As circunstâncias das trágicas mortes de duas jovens que procuraram clínicas de aborto inseguras no Rio de Janeiro contrariam ideias muito difundidas sobre a idade e motivação para o aborto voluntário. Ambas eram mães, estavam no centro do período reprodutivo, arriscaram-se para tentar manter a união conjugal e participação no mercado de trabalho. Complicações decorrentes do uso de medicamentos para induzir o aborto, sem acompanhamento médico, e métodos mecânicos, progressivamente mais perigosos, praticados em condições precárias e por pessoas sem qualificação técnica, constituem a terceira causa de mortalidade materna no Brasil.

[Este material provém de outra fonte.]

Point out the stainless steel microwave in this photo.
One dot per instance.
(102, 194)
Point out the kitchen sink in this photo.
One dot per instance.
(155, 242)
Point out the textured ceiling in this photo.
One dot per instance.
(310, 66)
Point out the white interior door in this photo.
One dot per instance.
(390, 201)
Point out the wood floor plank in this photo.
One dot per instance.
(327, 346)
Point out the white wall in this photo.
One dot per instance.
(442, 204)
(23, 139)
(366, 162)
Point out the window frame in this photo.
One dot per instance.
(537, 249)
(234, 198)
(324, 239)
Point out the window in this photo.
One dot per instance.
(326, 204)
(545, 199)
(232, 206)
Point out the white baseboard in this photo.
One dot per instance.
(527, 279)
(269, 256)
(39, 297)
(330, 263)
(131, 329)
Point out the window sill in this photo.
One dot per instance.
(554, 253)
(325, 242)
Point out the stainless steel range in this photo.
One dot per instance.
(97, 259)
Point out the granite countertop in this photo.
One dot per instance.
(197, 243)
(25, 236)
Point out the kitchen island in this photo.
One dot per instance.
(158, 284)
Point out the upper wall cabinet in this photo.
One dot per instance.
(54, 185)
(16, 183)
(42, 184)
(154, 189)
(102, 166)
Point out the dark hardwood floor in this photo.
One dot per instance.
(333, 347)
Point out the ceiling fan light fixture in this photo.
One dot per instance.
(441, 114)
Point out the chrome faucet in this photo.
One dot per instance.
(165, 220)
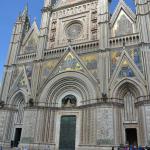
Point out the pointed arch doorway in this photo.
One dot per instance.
(67, 133)
(18, 103)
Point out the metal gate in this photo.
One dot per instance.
(67, 133)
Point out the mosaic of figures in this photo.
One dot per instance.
(31, 45)
(29, 70)
(75, 10)
(47, 68)
(126, 70)
(123, 25)
(70, 63)
(90, 61)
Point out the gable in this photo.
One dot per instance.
(123, 25)
(123, 20)
(21, 82)
(62, 3)
(126, 68)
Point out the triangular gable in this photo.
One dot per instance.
(31, 39)
(125, 62)
(122, 7)
(61, 3)
(21, 82)
(70, 62)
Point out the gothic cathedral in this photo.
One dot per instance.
(81, 81)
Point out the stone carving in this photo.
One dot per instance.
(147, 109)
(124, 26)
(28, 126)
(70, 63)
(2, 121)
(104, 126)
(94, 25)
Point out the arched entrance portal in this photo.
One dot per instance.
(18, 102)
(67, 133)
(68, 125)
(128, 93)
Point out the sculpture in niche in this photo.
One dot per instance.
(74, 30)
(126, 70)
(29, 73)
(129, 107)
(69, 101)
(31, 45)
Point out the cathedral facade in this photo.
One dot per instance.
(81, 81)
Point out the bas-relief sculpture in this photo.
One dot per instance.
(80, 50)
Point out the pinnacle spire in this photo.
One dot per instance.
(25, 11)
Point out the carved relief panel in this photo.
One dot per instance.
(94, 25)
(75, 29)
(73, 23)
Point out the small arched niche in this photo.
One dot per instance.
(69, 101)
(128, 93)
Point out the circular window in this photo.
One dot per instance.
(69, 101)
(74, 30)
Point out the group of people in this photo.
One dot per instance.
(131, 147)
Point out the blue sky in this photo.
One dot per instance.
(9, 10)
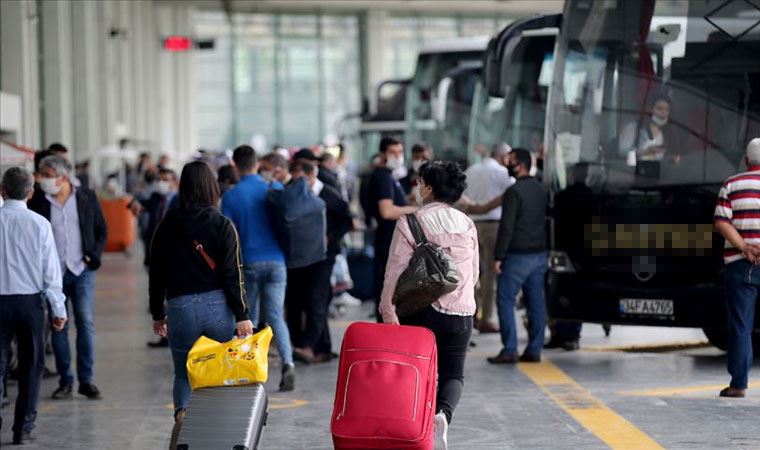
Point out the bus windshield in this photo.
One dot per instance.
(422, 96)
(518, 118)
(653, 94)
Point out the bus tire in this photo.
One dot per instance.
(718, 337)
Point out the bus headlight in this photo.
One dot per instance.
(559, 262)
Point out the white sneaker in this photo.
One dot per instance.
(441, 429)
(346, 299)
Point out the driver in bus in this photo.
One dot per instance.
(650, 136)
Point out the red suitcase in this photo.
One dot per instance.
(385, 396)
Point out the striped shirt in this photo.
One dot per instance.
(739, 205)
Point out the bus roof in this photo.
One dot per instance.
(457, 45)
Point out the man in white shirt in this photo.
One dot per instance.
(30, 272)
(486, 181)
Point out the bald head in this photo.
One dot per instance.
(753, 152)
(500, 151)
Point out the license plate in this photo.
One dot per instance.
(646, 307)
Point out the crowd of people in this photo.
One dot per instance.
(258, 240)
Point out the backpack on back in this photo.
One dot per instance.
(299, 222)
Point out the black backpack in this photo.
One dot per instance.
(431, 274)
(298, 219)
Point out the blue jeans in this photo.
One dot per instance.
(79, 289)
(265, 284)
(23, 317)
(189, 317)
(742, 283)
(526, 272)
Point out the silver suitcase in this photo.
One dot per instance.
(224, 418)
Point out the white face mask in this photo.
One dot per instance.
(164, 187)
(394, 163)
(417, 195)
(660, 122)
(49, 187)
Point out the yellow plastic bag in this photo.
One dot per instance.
(239, 361)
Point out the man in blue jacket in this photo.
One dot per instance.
(265, 271)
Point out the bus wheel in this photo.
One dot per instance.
(718, 337)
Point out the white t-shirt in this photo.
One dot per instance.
(485, 181)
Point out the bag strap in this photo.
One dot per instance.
(414, 226)
(206, 257)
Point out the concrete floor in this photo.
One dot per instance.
(667, 398)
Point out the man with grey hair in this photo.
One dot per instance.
(29, 274)
(80, 231)
(737, 220)
(486, 182)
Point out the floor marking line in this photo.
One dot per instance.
(607, 425)
(666, 392)
(655, 347)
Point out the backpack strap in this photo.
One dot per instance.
(209, 261)
(414, 226)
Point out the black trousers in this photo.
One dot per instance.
(378, 272)
(452, 337)
(23, 316)
(307, 299)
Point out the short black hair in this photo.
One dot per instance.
(306, 154)
(523, 157)
(165, 171)
(276, 160)
(420, 147)
(198, 186)
(386, 142)
(17, 183)
(245, 158)
(57, 147)
(446, 179)
(39, 156)
(302, 166)
(227, 174)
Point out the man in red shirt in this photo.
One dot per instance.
(736, 218)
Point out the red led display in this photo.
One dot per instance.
(178, 43)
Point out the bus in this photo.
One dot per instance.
(509, 100)
(453, 112)
(633, 187)
(386, 117)
(435, 63)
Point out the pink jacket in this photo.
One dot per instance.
(455, 232)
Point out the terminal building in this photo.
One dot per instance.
(583, 176)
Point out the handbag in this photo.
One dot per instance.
(431, 274)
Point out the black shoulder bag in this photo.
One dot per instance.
(431, 274)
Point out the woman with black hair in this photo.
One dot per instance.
(450, 318)
(195, 265)
(652, 136)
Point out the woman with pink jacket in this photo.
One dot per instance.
(451, 317)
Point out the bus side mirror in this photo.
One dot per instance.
(439, 102)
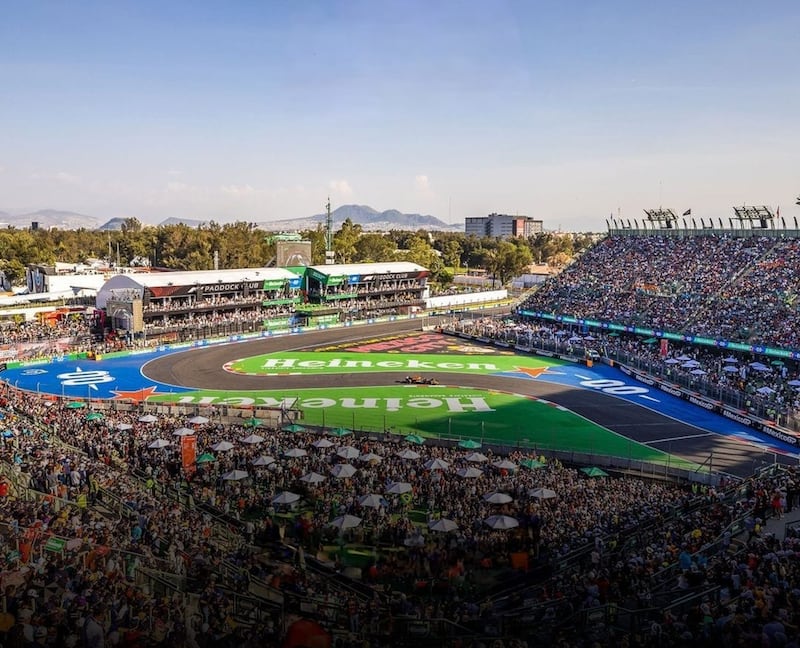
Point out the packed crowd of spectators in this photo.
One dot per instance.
(742, 289)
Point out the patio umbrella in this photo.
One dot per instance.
(340, 432)
(594, 471)
(343, 471)
(408, 454)
(373, 500)
(285, 497)
(501, 522)
(235, 475)
(505, 464)
(312, 478)
(345, 522)
(469, 444)
(497, 498)
(443, 525)
(398, 488)
(469, 473)
(436, 464)
(348, 452)
(476, 457)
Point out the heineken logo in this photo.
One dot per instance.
(452, 404)
(409, 363)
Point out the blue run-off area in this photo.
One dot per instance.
(122, 378)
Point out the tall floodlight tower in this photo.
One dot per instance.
(329, 254)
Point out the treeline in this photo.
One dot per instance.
(243, 245)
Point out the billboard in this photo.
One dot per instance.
(292, 253)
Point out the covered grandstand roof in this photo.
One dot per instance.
(391, 267)
(190, 278)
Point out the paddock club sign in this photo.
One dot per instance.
(712, 406)
(222, 288)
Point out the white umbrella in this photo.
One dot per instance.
(443, 525)
(469, 473)
(436, 464)
(542, 493)
(345, 522)
(505, 464)
(398, 488)
(373, 500)
(343, 471)
(476, 457)
(498, 498)
(235, 475)
(408, 454)
(348, 452)
(285, 497)
(501, 522)
(312, 478)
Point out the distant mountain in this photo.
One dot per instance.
(48, 218)
(114, 225)
(183, 221)
(370, 220)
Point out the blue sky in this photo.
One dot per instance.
(257, 111)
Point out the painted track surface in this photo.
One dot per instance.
(202, 369)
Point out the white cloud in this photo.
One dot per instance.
(340, 187)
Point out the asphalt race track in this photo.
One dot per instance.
(202, 369)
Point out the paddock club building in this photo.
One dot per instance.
(210, 302)
(207, 302)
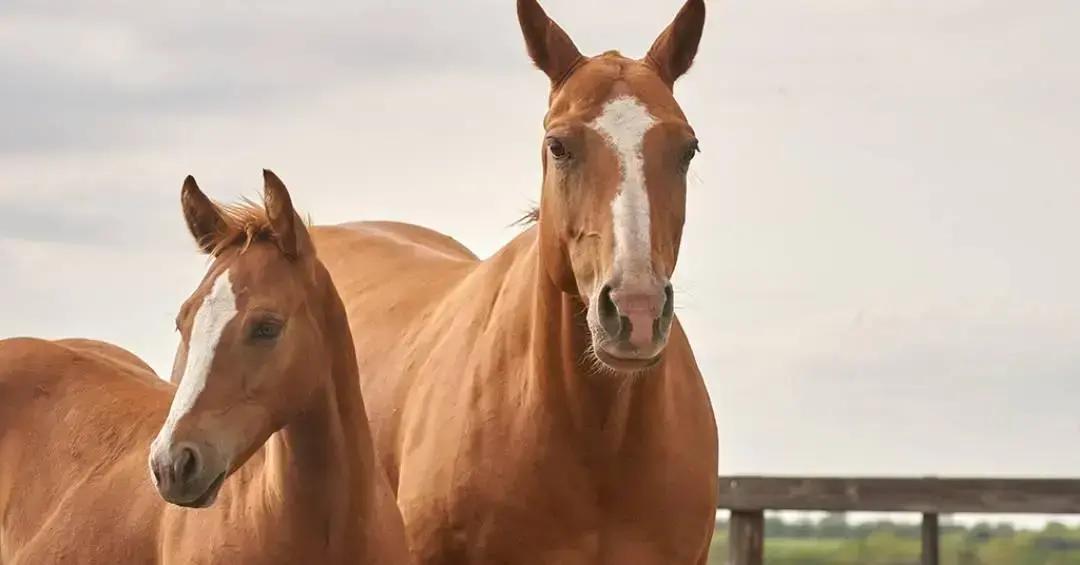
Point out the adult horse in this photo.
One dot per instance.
(544, 405)
(267, 421)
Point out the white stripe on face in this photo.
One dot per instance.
(217, 309)
(623, 124)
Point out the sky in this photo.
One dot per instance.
(879, 268)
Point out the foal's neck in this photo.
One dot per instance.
(322, 463)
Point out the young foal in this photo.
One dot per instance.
(267, 425)
(544, 405)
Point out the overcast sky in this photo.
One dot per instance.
(879, 271)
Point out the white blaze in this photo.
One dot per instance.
(623, 123)
(217, 309)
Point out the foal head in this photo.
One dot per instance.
(252, 351)
(616, 157)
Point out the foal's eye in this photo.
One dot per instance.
(557, 149)
(266, 331)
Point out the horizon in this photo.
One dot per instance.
(876, 272)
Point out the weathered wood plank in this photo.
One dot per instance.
(746, 538)
(937, 496)
(930, 539)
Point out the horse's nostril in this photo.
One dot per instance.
(187, 465)
(606, 304)
(608, 312)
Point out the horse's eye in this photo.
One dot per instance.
(266, 331)
(557, 149)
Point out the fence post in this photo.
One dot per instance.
(930, 550)
(746, 538)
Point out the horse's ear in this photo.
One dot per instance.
(288, 229)
(204, 219)
(550, 48)
(673, 52)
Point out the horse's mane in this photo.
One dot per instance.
(530, 217)
(245, 223)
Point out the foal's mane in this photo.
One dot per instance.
(245, 223)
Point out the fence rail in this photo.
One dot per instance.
(748, 497)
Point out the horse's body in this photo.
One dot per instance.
(77, 420)
(503, 443)
(543, 406)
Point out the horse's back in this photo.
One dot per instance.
(70, 418)
(111, 353)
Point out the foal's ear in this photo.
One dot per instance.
(673, 52)
(287, 227)
(550, 48)
(204, 219)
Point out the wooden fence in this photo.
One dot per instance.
(748, 497)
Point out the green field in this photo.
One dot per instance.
(833, 541)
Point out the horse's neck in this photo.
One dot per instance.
(319, 469)
(601, 406)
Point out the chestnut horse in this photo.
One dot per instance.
(267, 421)
(544, 405)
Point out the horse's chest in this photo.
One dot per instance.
(532, 511)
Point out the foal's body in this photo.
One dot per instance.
(503, 444)
(77, 420)
(75, 427)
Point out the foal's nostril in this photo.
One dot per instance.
(186, 465)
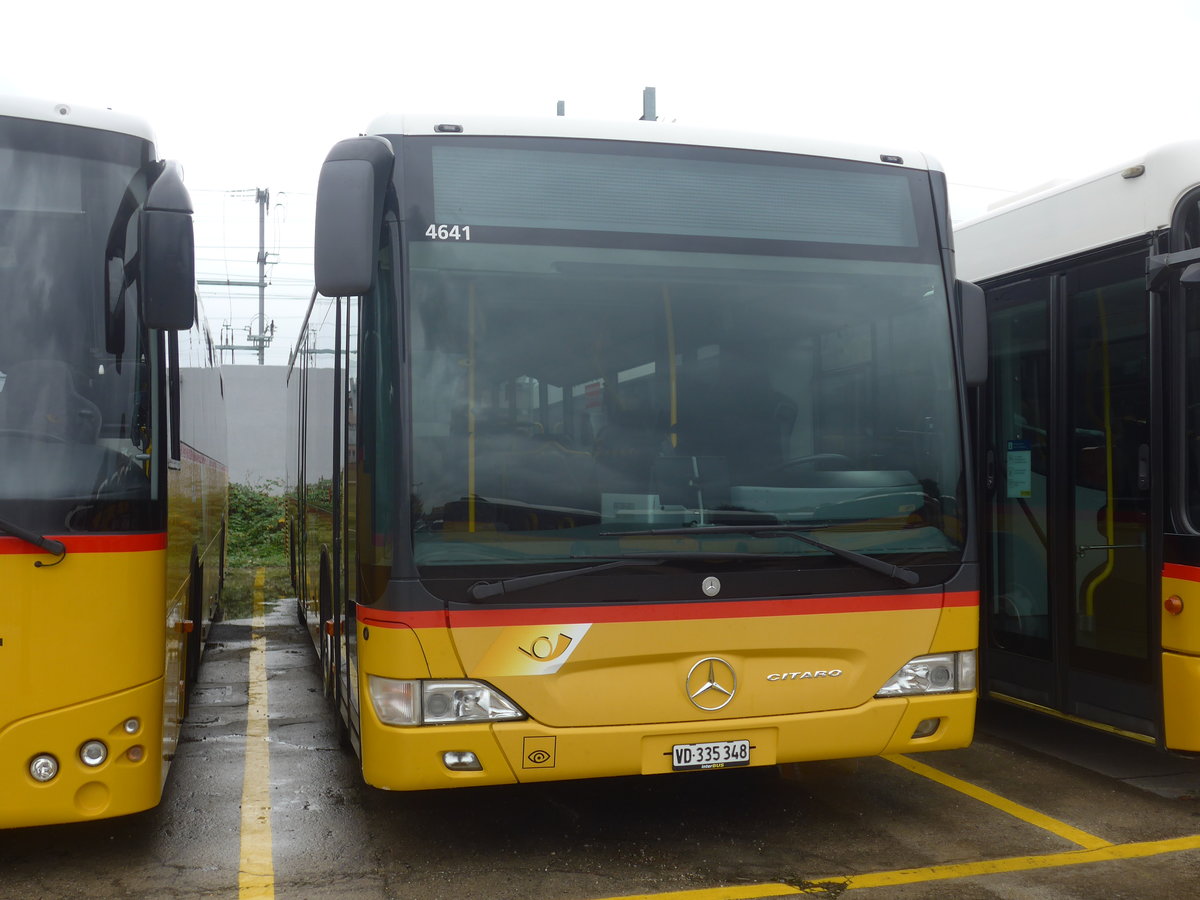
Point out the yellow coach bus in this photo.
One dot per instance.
(112, 483)
(1090, 438)
(630, 448)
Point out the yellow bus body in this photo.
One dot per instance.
(88, 646)
(96, 641)
(617, 706)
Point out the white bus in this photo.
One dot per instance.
(1090, 433)
(112, 475)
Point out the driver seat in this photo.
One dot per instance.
(39, 397)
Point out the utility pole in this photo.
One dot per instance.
(259, 341)
(263, 197)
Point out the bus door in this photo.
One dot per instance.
(1068, 502)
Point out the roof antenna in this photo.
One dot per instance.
(648, 114)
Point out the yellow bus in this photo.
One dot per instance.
(633, 449)
(112, 481)
(1090, 438)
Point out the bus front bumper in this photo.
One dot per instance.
(413, 759)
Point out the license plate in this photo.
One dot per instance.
(712, 755)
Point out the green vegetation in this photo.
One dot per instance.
(258, 539)
(258, 528)
(238, 598)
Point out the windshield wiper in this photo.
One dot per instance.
(906, 576)
(484, 589)
(48, 544)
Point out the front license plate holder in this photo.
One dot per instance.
(709, 755)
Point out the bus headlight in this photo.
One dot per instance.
(94, 753)
(939, 673)
(427, 702)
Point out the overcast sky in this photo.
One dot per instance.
(249, 94)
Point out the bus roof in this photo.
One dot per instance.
(1137, 197)
(645, 131)
(71, 114)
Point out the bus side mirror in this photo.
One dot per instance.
(349, 215)
(973, 318)
(167, 247)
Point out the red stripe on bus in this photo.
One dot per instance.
(89, 544)
(666, 612)
(1187, 573)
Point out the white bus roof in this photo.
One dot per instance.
(646, 131)
(71, 114)
(1137, 197)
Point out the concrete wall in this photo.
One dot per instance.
(256, 408)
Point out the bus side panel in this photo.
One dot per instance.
(1181, 658)
(82, 655)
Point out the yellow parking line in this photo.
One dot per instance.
(1087, 841)
(933, 873)
(256, 870)
(1013, 864)
(1095, 850)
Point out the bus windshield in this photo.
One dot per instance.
(615, 343)
(75, 390)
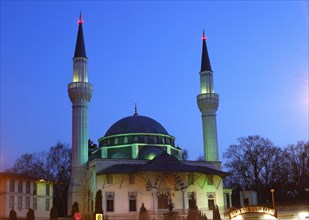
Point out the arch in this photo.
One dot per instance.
(149, 152)
(120, 155)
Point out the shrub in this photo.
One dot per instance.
(12, 215)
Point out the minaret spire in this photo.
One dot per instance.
(80, 93)
(135, 110)
(205, 64)
(80, 50)
(208, 102)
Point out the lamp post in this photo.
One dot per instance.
(272, 197)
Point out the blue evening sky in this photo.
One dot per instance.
(149, 53)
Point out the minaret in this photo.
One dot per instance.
(208, 102)
(80, 92)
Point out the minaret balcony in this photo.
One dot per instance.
(80, 85)
(208, 102)
(80, 92)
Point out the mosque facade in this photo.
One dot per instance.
(137, 162)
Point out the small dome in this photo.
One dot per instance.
(136, 124)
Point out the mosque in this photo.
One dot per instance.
(137, 161)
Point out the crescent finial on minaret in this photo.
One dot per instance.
(135, 110)
(80, 20)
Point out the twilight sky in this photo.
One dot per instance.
(149, 53)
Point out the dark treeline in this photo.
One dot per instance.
(255, 163)
(54, 166)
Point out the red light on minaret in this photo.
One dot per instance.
(80, 20)
(204, 36)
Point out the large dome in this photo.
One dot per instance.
(136, 124)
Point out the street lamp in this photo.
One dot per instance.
(272, 197)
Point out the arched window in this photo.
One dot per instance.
(125, 140)
(116, 141)
(211, 201)
(110, 202)
(163, 200)
(191, 200)
(132, 202)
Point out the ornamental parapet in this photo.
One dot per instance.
(210, 96)
(208, 103)
(79, 92)
(80, 84)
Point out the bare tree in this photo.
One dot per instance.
(298, 158)
(255, 164)
(54, 166)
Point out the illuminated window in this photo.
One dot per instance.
(155, 140)
(12, 185)
(211, 201)
(11, 201)
(47, 202)
(132, 202)
(191, 179)
(210, 180)
(135, 140)
(109, 178)
(19, 202)
(27, 186)
(131, 178)
(47, 189)
(192, 200)
(35, 203)
(110, 202)
(163, 200)
(27, 202)
(35, 188)
(20, 186)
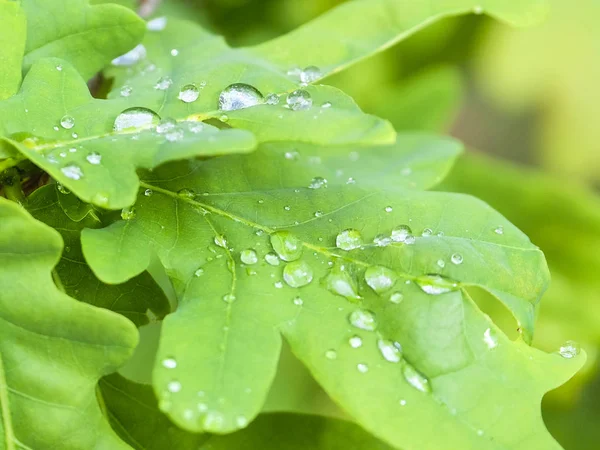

Segundo a Pesquisa Nacional de Aborto realizada em 2010, ao completar 40 anos, uma em cada cinco brasileiras terá se submetido a aborto. A segunda constatação do estudo é que essas mulheres são pessoas comuns: seus perfis são similares aos de tantas outras mães, irmãs, filhas, amigas ou vizinhas de todas as classes sociais. A procura pelos abortos acompanha a composição religiosa do país: maioria foi realizada por católicas, seguidas por protestantes e pentecostais e, finalmente, por mulheres de outras religiões ou sem religião.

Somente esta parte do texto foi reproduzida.